After (MTP subprocess split, 1,368 sps):

# Backend (subprocess) — CPU-only: fetch → disaggregate → demux
backend = (
    PipelineBuilder()
    .add_source(source, continuous=True)
    .pipe(partial(_fetch_sample, dataset=dataset), concurrency=num_fetch_threads)
    .disaggregate()
    .pipe(
        partial(_demux_sample, label_to_index=label_to_index, ...),
        concurrency=3,  # not 8 — memory-bandwidth contention
    )
    .add_sink(buffer_size=3)
)

source2 = spdl.pipeline.run_pipeline_in_subprocess(
    backend.get_config(),
    num_threads=max(num_fetch_threads, num_demux_threads),
    mp_context="forkserver",
)

# Frontend (main process) — GPU NVDEC decode → aggregate → collate
frontend = (
    PipelineBuilder()
    .add_source(source2, continuous=True)
    .pipe(nvdec_decode, concurrency=7, executor=decode_executor)  # match H100 HW slots
    .aggregate(batch_size, drop_last=True)
    .pipe(collate)
    .add_sink(buffer_size=5)
)
pipeline = frontend.build(num_threads=2)

Progress¶

The following plot shows throughput, step time, SM utilization, job duration, and raw SM utilization across all 111 experiments. Green dots mark improvements over the running best. The dashed blue line shows the headspace ceiling (3,405 samples/s steady-state compute floor).

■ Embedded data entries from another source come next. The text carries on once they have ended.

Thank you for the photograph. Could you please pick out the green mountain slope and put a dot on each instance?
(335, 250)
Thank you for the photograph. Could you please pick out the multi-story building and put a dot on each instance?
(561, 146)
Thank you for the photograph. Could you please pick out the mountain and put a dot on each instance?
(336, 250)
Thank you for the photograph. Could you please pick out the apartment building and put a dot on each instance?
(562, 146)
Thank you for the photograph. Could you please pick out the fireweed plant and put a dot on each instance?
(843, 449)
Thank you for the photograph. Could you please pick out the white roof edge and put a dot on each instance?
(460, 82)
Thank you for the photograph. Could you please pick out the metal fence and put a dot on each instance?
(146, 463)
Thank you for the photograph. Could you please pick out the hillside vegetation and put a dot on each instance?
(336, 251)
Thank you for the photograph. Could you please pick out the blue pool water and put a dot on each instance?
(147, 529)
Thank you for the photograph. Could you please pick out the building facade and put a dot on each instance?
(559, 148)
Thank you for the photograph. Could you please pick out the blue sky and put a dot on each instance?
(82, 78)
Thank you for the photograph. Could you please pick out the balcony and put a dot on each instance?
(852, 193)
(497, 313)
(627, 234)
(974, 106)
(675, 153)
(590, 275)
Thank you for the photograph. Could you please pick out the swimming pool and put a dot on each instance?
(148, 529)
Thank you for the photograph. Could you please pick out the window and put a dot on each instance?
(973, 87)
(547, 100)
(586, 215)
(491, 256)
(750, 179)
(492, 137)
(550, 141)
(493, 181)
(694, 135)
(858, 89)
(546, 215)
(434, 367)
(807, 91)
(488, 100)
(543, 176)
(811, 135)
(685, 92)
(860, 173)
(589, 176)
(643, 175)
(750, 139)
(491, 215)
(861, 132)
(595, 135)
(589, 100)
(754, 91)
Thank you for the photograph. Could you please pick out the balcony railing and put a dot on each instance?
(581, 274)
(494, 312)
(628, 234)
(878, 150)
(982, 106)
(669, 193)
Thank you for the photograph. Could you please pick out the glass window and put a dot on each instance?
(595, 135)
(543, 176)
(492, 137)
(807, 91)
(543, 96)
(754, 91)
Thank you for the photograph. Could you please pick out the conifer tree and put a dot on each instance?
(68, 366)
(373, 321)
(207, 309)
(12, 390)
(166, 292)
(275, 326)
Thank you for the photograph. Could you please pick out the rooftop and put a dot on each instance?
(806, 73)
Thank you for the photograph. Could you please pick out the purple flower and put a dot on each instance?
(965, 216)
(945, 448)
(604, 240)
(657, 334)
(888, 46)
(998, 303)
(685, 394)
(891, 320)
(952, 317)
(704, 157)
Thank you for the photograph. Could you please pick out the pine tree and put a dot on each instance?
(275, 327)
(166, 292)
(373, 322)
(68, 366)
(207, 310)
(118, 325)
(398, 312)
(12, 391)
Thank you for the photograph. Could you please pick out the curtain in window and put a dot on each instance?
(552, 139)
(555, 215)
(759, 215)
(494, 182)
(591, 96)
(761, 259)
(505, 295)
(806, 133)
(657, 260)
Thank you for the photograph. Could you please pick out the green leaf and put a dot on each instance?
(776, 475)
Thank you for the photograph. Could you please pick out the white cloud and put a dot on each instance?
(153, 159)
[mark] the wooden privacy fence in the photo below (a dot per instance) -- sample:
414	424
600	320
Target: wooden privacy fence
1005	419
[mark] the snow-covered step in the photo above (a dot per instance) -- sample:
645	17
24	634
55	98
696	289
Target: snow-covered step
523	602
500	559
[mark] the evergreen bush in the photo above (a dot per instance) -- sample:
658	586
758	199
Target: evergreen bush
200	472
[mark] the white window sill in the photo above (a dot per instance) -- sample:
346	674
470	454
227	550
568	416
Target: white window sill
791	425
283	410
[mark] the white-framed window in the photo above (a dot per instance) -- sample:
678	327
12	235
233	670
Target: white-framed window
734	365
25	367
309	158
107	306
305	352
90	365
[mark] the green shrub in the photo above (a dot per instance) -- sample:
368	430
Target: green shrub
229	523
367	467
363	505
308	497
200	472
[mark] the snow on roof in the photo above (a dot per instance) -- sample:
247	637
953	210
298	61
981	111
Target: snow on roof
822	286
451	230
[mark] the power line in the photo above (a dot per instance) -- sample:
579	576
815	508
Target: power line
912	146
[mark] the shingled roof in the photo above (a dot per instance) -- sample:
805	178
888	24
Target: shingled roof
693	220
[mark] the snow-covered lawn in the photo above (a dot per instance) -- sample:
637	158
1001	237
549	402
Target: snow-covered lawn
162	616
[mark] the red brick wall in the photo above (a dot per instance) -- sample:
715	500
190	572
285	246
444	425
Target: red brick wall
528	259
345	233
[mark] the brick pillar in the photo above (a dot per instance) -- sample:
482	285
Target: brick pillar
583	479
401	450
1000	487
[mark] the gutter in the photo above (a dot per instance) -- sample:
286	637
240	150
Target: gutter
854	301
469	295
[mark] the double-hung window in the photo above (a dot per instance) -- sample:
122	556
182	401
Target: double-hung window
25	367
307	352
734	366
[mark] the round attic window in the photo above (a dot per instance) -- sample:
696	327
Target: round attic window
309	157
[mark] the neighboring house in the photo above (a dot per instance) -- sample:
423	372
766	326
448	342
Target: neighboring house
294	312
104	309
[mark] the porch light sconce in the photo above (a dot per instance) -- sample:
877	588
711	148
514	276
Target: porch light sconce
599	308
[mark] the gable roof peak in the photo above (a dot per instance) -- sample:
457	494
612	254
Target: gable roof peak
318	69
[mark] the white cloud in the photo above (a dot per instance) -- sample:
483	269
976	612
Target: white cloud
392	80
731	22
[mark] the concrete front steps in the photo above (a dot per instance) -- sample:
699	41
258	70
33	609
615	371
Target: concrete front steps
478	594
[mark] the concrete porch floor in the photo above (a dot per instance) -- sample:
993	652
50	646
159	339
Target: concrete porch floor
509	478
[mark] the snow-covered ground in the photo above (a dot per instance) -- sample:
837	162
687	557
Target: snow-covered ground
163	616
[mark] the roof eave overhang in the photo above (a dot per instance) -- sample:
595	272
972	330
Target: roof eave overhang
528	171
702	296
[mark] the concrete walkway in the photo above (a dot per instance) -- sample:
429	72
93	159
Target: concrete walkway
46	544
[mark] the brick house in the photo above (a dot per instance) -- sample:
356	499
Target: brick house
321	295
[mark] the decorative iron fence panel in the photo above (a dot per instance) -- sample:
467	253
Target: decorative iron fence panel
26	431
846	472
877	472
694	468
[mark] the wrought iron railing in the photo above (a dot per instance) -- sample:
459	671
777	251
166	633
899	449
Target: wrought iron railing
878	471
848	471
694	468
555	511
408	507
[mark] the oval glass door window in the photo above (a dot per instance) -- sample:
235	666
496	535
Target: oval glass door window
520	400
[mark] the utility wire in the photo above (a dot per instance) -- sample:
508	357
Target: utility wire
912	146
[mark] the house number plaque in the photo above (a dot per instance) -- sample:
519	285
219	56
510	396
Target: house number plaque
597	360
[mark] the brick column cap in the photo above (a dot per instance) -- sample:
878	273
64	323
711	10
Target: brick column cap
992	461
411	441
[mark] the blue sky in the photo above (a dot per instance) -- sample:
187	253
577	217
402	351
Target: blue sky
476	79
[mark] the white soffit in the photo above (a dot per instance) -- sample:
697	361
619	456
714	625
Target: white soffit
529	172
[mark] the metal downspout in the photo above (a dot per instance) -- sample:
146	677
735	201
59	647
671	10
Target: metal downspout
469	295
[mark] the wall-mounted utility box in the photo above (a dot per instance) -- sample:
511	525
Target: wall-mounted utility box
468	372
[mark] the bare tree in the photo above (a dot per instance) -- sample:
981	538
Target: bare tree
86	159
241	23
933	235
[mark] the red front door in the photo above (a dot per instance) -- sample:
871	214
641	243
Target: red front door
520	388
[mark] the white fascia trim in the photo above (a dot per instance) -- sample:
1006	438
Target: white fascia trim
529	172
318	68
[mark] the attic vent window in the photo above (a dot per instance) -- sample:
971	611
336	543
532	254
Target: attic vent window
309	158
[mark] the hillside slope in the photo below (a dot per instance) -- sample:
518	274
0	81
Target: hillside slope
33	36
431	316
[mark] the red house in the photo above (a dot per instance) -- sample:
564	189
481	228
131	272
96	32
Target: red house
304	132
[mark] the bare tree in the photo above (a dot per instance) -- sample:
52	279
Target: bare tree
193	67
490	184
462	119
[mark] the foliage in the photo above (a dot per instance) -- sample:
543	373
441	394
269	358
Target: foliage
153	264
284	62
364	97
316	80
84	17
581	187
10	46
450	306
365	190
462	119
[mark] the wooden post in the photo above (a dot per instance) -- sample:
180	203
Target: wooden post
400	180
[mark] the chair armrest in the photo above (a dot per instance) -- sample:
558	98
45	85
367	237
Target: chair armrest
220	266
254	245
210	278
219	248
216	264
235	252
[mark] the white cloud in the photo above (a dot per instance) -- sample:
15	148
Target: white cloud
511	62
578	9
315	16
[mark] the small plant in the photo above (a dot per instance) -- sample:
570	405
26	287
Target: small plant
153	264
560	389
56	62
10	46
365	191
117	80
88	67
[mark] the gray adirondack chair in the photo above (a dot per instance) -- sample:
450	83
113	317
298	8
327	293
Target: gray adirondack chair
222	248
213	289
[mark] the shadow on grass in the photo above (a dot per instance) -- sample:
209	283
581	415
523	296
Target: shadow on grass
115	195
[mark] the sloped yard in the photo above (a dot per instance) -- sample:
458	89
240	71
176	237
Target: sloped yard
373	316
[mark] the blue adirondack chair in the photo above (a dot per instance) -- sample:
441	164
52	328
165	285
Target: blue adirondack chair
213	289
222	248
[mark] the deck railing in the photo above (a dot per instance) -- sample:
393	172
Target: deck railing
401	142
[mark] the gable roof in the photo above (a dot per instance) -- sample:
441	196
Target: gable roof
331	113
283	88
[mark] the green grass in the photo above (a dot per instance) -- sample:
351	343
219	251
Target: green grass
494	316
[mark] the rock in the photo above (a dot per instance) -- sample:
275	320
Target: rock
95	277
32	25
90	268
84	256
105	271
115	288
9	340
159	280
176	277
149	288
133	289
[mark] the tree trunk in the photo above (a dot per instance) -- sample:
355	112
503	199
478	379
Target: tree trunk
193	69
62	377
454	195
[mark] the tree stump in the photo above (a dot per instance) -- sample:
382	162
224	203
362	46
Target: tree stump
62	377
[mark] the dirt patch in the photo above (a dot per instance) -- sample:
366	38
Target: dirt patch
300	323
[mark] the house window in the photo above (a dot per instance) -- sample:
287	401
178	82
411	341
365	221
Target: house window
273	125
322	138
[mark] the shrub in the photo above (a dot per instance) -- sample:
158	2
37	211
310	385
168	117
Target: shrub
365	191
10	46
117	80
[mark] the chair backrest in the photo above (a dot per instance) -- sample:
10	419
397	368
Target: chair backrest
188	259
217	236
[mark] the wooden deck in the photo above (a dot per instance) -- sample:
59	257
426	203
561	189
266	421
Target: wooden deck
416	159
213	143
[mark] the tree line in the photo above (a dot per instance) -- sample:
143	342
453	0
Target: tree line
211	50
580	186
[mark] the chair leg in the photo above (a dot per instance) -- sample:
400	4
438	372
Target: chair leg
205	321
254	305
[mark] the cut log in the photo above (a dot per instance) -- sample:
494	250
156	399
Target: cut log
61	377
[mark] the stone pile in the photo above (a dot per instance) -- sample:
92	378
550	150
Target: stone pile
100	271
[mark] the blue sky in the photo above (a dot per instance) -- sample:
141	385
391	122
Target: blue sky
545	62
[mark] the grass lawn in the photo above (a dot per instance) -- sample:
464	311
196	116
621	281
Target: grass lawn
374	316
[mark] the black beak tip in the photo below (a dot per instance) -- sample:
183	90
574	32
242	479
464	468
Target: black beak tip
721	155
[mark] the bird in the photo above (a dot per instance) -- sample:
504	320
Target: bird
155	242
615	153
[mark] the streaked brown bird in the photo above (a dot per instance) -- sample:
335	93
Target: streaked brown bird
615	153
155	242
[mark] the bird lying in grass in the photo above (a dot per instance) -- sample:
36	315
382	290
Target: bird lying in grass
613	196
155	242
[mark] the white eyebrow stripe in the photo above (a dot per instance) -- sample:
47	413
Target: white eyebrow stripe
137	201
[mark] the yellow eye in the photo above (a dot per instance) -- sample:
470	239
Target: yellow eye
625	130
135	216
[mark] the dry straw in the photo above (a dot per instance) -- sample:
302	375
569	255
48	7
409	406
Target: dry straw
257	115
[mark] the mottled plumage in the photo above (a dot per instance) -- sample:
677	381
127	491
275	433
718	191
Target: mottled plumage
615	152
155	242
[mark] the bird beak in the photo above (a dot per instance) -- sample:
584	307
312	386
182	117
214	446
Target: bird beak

Throughput climbed steadily through the first 30 experiments as the engine discovered subclipping and NVDEC concurrency tuning. The breakthrough at experiment ~30 (reducing demux concurrency to c=4) caused a sharp jump past 1,000 sps. Subsequent experiments refined the demux sweet spot (c=3 vs c=2 vs c=4) and stacked GC/buffer tuning for the final result.

Hypothesis Tree¶

The tree shows the engine exploring three main branches from the seed experiments: subclipping (the dominant branch), decode concurrency tuning, and batch size. The breakthrough path runs through subclip 0.5s → NVDEC c=7 → demux c=4 → demux c=3 → GC+buffer tuning. Failed experiments (red nodes) include high demux concurrency, streaming demux, and torch.compile — each failure narrowed the search space and confirmed that concurrency reduction, not increase, was the right direction.

Remaining Headspace¶

Compute floor (CacheDataLoader)	37.6ms (3,405 sps)
Best achieved	85ms (1,368 sps)
Remaining headspace	~60%
Bottleneck	NVDEC hardware decode rate (7 slots)

The best result is now limited by NVDEC frontend throughput — the 7 hardware decoder slots on H100 are the binding constraint. Further improvement would likely require IPC optimizations (e.g. memory arenas to reduce pickle/unpickle overhead across the subprocess boundary) or pre-decoded datasets.

Experiment Statistics¶

The engine ran more than 100 experiments over approximately 20 hours with up to 3 concurrent jobs. About a quarter failed at runtime — mostly aggressive configurations (high demux concurrency, streaming demux, torch.compile, exotic GC settings) that the engine tried knowing some would fail. Of those that completed, 12 produced kept improvements.